Consumer debt is approaching new highs with current household debt set to be $1 trillion above the peak debt level of 2008, by the end of June 2018, according to a study by LendingTree. In the second quarter, consumer debt levels are approaching $15.7 trillion compared with $14.7 trillion a decade ago, the study found. Yet, mortgages make up a small part of it.
Unlike the last high in 2008, this time mortgages make up for a lesser share of total household debt even though they comprise the largest amount of debt. “As measured by a percentage of disposable income, outstanding mortgages comprise less of a liability,” the LendingTree study noted.
Current levels of mortgage balances consist of around 68% of disposable income while credit card balances are less than 7% of income. In 2008, balances were as high as 98% and 10%, respectively.
The study stated that while total debt levels now exceed 2008 levels, households are much better situated to handle debt then they were a decade ago. The current mortgage balances levels have also resulted in rising home equity, with most homeowners having significant equity in their homes compared to 10 years ago.
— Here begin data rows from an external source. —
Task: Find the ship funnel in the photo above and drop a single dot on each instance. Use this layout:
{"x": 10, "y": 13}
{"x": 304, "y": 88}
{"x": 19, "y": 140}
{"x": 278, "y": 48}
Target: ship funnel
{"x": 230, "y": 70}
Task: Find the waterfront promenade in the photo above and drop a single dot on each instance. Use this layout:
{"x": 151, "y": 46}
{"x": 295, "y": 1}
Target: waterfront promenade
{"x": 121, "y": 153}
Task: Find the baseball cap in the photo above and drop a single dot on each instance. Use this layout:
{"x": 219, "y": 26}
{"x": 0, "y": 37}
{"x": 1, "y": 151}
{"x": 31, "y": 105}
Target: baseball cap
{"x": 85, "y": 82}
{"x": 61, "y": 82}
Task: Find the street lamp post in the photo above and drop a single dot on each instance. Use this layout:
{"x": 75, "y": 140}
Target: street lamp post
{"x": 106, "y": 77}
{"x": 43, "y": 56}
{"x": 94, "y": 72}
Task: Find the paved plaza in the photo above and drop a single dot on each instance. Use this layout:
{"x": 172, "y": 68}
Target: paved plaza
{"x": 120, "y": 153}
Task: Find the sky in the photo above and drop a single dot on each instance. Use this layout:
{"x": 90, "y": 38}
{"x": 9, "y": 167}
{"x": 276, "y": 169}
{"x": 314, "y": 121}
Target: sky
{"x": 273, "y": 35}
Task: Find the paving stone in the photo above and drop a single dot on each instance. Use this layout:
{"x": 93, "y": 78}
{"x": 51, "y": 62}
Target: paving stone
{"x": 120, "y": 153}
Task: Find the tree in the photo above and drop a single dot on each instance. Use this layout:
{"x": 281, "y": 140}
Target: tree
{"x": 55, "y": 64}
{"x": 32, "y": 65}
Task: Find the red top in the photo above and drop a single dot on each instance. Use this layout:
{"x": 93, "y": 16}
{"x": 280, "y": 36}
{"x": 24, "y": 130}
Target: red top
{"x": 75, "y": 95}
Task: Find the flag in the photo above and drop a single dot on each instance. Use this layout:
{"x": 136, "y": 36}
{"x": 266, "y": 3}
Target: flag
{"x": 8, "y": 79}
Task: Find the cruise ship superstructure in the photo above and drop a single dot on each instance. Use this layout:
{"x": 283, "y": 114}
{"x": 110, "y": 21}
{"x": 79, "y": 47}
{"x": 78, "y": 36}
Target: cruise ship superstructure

In fact, household net worth as measured by the Federal Reserve Financial Accounts, reached $100 trillion for the first time last quarter. The study noted that assets, which primarily consisted of financial instruments and real estate gained more than $1.07 trillion in the first quarter, outpacing the additional debt that Americans accumulated.
According to Lending Tree, liabilities have steadily increased in recent years but mortgages are not the culprit. Instead, non-mortgage related debt such as student loans, credit cards, and auto loans have been growing. “By the end of the second quarter of 2018, we’ll have $1 trillion more in household debt than we did in 2008 and none of it is attributable to housing,” LendingTree said.
The study found that mortgage-related household debt has fallen by 5.5% since the third quarter of 2008. On the other hand, consumer credit has increased by 45%. The study found that while credit card debts were still low, student loan debts were growing the fastest rising 130% since 2008.